Dixon traveled to San Antonio, Texas, for a 10-day audition that he described as "life-changing."

"They treat you like family, even before you're part of the group," Dixon said. "We did these things called `give-backs,' where we would go into the community and sing to elderly people in assisted living homes. They didn't have anything, some of them didn't even have families. Seeing the connections that were being made, especially with something that I'm as passionate about as music ... you can't put that into words."

Of course, the audition wouldn't have been an audition without a few performances.

"Just because you fell under one category didn't mean that you didn't have to audition for the other categories," Dixon said. "Everyone did a vocal, dance and instrumental audition, and had a personal, four-on-one interview with the directors of the program. They wanted to see how we handled pressure, what our temperament was like, how we dealt with others, and if there were other factors that would affect us while on tour."

Dixon explained the evaluators weren't looking for exact copies of famous performers, but rather for an "X-factor."

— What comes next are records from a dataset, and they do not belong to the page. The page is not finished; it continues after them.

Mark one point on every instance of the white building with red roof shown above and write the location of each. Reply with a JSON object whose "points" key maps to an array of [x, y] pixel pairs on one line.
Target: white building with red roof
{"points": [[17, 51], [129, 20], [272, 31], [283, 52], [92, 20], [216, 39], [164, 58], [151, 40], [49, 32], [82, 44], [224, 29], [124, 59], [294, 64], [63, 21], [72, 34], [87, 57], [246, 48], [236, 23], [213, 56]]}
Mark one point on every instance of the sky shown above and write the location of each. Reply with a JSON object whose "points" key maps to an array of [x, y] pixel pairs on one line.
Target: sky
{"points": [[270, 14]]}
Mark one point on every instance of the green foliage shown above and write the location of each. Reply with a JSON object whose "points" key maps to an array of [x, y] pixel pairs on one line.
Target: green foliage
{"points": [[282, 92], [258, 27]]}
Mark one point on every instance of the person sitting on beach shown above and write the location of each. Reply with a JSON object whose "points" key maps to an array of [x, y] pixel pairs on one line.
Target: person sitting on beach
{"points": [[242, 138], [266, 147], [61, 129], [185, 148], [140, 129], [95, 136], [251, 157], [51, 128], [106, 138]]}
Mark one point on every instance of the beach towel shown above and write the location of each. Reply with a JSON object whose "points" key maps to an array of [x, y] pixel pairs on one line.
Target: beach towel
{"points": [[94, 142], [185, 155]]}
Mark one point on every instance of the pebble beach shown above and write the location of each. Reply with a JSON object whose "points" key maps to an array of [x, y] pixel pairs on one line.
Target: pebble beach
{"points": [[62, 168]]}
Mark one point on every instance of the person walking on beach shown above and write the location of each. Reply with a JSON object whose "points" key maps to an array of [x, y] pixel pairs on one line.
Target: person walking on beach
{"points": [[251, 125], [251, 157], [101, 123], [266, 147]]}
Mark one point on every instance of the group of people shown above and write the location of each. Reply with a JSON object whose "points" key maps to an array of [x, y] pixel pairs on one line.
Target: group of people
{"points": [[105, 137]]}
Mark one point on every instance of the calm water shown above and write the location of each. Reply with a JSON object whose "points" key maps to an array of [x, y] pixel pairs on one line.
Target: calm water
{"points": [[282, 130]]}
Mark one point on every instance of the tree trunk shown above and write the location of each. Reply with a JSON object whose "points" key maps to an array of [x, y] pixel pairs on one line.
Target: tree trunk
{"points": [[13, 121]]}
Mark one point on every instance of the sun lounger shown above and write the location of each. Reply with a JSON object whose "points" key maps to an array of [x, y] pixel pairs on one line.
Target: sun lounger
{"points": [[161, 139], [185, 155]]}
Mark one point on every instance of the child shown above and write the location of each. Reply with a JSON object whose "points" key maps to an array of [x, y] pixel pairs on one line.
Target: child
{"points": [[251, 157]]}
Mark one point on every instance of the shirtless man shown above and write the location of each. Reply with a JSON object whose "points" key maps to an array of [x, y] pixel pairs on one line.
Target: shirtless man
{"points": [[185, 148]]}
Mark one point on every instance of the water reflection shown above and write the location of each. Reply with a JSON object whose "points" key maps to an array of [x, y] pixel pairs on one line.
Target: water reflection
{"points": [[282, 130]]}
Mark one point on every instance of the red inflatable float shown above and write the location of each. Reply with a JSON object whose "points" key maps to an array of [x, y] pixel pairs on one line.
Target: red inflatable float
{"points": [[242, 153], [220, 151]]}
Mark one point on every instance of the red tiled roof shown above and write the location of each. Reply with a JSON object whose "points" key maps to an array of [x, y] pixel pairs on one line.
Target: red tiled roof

"They want a person with a decent amount of raw, possibly undeveloped, talent, and more importantly, a good attitude," Dixon said. "Some of the most talented people won't get picked because of how they carry themselves. It's more about who you are than what you can do."

Although he was selected as a singer he said he has several different areas of expertise, including rapping and playing the guitar, drums, bass and piano.

"The first time I can remember being put on a keyboard was at about 3 years old," Dixon said. "My father and I lived in a studio apartment in New York and he would set me on his lap and have me play the keys. Whenever I would get in trouble he would make me go to my room and listen to jazz music and read books."

While growing up, Dixon alternated between living with his father and then living with his mother in Atlanta, Georgia.

"(At my father's house,) I slept on an elevated bed and I would sleep over top of him producing (music,)" Dixon said. "You couldn't hear the music, but you could hear him playing the keys. It got to the point where I would have trouble sleeping when I got back to Atlanta because I wasn't hearing that at night. Music is a very familiar thing to me."

Dixon said he doesn't practice too often, but he does listen to music regularly, analyzing the notes.

"I can sit and listen to the same song over and over for hours and pick apart every little detail, from the reverberation in a high hat (cymbals) to the compression on a bass or kick drum," Dixon said. "It's the never-ending cycle of `How was this sound put together?' `Can I replicate it?' `Can I use part of what I've done and create something totally different?'"

Ironically for someone who is no stranger to performing - he's participated in everything from choir to high school band programs, and from spoken word to rapping -Dixon's outlook on his upcoming Tops in Blue tour was best evidenced not by his words, but by the pregnant pauses while describing it.

"I would pay out of my own pocket to go," Dixon said. "Knowing that I have the opportunity to serve my country in a way that's a lot more up close and personal than my normal job is indescribable."